Çantacı Necmi Hoca:
Biz teşekkür eder çalışmalarınızın devamını dileriz.
Soru1: Çantacı Necmi Hoca kimdir, bize biraz bahseder misiniz?
Çantacı Necmi Hoca:
Efendim 1937 yılında İzmir’in Urla ilçesinde dünyaya gelmişim. Babamız 1920 yılında Kosova Priştine’den, Murat Hüdavendigarın şehid olduğu beldeden İzmir Urla’ya hicret etmek zorunda kalmış. Çocukluğumuz İzmir Urla’da geçti. İlkokulu burada okuduk zaten bunun dışında da başka bir tahsilim yok.

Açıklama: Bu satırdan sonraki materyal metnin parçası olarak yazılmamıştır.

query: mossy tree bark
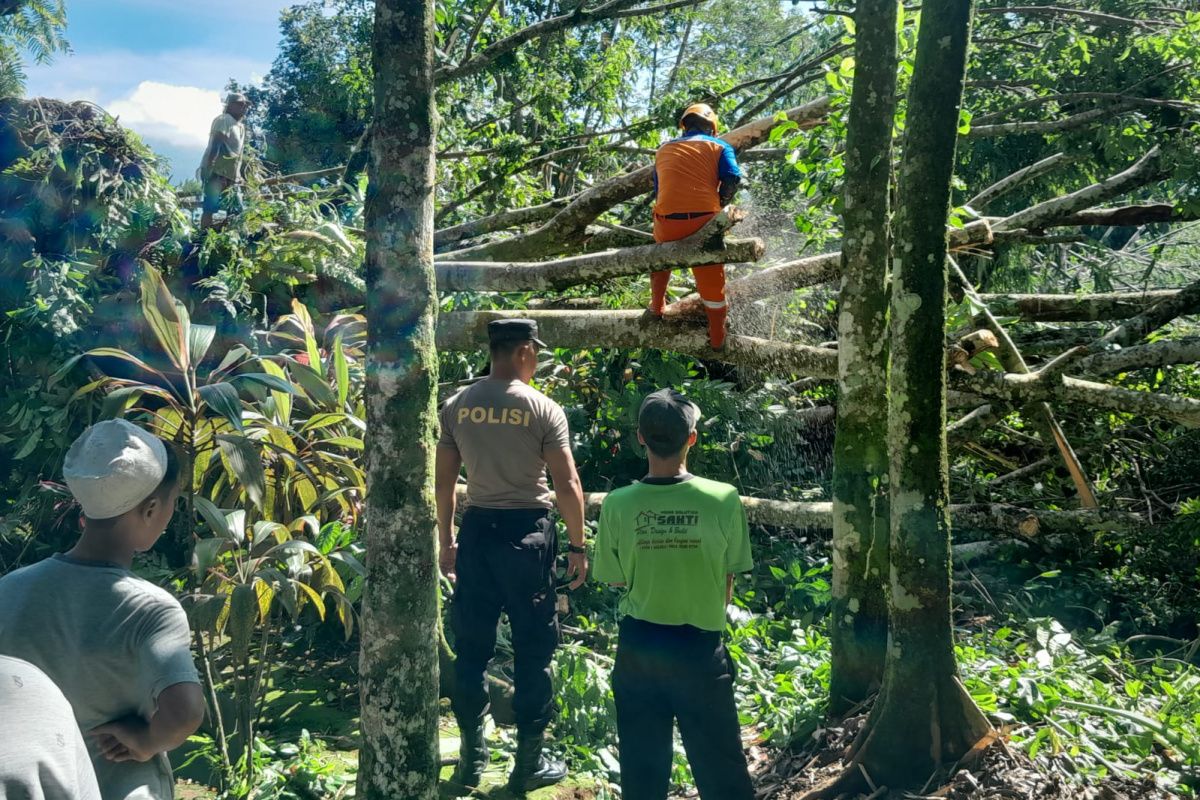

On beş yaşına kadar Urla’da kaldık. Arazilerimiz varsı çitçilik ile uğraşıyorduk. Babam bilhassa annem bizim çiftçi kalmamızı, bir meslek öğrenmemizi çok arzu ediyordu, onun bu ısrarları neticesinde Urla’dan İzmir’e geldik. İzmir’de bir çantacının yanında çıraklık yapmaya başladım.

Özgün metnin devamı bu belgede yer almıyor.